The other needed mindset change in data industry is to shift the focus from data pipelines to data products.
Thinking and managing data as a product is the answer to these mindset changes.
Treat data users as valued customers
Data as a product is about thinking and doing things in a customer-oriented way. Consumers of the data should be treated as customers, whether they are external or internal. This is a simple but very powerful mindset change.
Valuable and adaptable
Data product must be valuable to its users — on its own and in cooperation with other data products. It must solve a set of specific business needs and problems, and it must also be able to adapt to future business needs. Although, data products don't need to be monetized necessarily, it is useful to think whether the customer be ready to pay for the product.
Trustworthy and secure
Lack of trust from users is one of the top reasons why data platforms fail. To be trustworthy, data product needs to be accurate, reliable, and unbiased. Besides the quality of data content, the data product should have clear documentation and processes for maintaining and updating it over time. There should be necessary access control and authorization in place, and It should adhere to required privacy policies, like GDPR. As part of documentation, it is important to codify the customer expectations and elements of trust into a service level agreement. This way there is a continuous system of ensuring the trust of customers.

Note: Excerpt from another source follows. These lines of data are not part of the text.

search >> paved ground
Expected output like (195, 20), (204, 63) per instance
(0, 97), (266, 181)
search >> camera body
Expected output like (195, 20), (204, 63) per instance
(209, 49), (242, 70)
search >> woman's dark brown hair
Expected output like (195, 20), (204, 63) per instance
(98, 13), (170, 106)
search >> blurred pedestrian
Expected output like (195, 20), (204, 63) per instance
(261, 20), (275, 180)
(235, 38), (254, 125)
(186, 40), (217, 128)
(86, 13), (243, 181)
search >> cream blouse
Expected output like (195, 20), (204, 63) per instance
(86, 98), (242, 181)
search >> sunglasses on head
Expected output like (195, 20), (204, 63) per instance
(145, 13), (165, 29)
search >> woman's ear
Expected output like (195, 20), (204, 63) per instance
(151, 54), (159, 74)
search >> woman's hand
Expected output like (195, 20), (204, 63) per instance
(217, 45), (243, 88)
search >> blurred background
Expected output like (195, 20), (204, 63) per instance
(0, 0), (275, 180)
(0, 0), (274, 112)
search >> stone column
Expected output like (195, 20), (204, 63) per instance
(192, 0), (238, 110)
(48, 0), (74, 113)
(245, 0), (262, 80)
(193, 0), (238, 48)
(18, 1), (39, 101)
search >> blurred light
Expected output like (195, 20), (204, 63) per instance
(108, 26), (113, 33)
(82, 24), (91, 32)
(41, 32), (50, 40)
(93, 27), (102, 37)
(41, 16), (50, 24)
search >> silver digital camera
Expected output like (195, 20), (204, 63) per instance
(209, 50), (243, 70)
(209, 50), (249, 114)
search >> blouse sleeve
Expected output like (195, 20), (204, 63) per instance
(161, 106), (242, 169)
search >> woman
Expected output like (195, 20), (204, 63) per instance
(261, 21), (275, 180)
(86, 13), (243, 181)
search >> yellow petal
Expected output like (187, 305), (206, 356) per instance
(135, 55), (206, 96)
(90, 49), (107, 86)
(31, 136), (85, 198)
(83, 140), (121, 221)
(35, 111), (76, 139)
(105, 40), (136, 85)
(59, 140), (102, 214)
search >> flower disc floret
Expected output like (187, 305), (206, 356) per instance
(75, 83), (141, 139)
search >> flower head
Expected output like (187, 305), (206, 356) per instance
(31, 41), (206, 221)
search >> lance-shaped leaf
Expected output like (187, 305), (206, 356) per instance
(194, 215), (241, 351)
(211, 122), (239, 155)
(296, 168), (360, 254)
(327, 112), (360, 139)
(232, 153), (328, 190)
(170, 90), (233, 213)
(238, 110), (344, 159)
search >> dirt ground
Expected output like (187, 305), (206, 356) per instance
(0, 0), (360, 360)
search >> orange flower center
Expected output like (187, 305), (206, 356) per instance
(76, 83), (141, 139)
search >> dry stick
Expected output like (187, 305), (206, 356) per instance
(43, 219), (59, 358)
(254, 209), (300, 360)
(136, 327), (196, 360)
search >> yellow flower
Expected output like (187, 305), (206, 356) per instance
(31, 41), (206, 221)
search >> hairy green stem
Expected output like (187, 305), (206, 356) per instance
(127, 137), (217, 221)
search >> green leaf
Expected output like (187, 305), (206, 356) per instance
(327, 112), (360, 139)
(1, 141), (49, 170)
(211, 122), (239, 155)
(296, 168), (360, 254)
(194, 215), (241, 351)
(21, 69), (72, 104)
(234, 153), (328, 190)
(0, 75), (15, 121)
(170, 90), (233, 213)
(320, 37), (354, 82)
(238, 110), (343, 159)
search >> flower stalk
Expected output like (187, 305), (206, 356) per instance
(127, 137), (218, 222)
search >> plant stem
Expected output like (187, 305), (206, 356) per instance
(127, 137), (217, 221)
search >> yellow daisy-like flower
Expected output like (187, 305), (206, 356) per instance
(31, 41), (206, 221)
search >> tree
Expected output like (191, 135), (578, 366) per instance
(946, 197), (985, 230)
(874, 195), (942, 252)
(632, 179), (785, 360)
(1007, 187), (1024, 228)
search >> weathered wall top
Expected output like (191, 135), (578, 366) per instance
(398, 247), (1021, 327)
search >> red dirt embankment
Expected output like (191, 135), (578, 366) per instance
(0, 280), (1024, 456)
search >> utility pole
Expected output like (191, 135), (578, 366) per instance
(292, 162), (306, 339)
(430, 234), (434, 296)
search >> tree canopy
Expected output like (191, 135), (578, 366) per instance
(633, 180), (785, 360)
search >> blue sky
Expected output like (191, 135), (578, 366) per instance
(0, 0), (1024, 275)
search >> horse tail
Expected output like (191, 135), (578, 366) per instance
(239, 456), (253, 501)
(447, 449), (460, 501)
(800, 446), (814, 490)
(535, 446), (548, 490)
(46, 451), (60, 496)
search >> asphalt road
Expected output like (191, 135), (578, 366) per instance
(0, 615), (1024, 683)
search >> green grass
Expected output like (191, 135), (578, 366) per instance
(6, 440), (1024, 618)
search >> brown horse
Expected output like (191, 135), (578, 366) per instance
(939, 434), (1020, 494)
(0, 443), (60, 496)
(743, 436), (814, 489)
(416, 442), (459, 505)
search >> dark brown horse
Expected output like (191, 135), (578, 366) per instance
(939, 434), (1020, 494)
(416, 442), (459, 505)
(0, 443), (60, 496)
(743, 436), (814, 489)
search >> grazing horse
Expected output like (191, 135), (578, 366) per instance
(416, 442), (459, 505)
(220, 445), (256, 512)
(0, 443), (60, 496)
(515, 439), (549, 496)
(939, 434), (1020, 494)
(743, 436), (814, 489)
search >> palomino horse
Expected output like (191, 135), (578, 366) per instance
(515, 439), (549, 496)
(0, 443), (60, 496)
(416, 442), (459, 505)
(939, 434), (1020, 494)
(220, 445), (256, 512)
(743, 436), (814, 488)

Discoverable and understandable
If the user does not even know about the existence of a data product, or cannot find it easily, it cannot create any value. It must also be understandable, which means good design and documentation. Documentation must describe data content, semantics of the data, as well as the technical syntax. Discoverability and understandability are major factors in user experience of a data product.
Continuously managed and improved
Data products rarely stay unchanged over their lifecycle. New data is coming in all the time and there will be changes in the source data and business needs are changing. To ensure the quality and user experience while everything changes, it is critical to continuously measure these aspects and enable continuous improvement of data products.
practice 2:
Dataops
DataOps is in the heart of Agile Data Engine and our philosophy. DataOps is a hybrid approach combining ways of working and technologies. It is still an emerging thing and also a bit hyped.
There are several available definitions for it and they differ a bit depending on the perspective and motive of a defining party. Here are a few good ones:
Gartner:
DataOps is a collaborative data management practice focused on improving the communication, integration, observability and automation of data flows between data managers and data consumers across an organization.
Forbes:
DataOps is a methodology that enhances the quality and reduces the cycle time of data analytics through better communication, collaboration, and automation of processes. It emphasizes continuous integration and delivery, automating data pipeline processes, and implementing policies and processes to ensure high-quality data.
Julian Ereth, DataOps - towards a working definition:
[DataOps is a] Set of practices, processes and technologies that combines an integrated and process-oriented perspective on data with automation and methods from agile software engineering to improve quality, speed and collaboration and promote a culture of continuous improvement.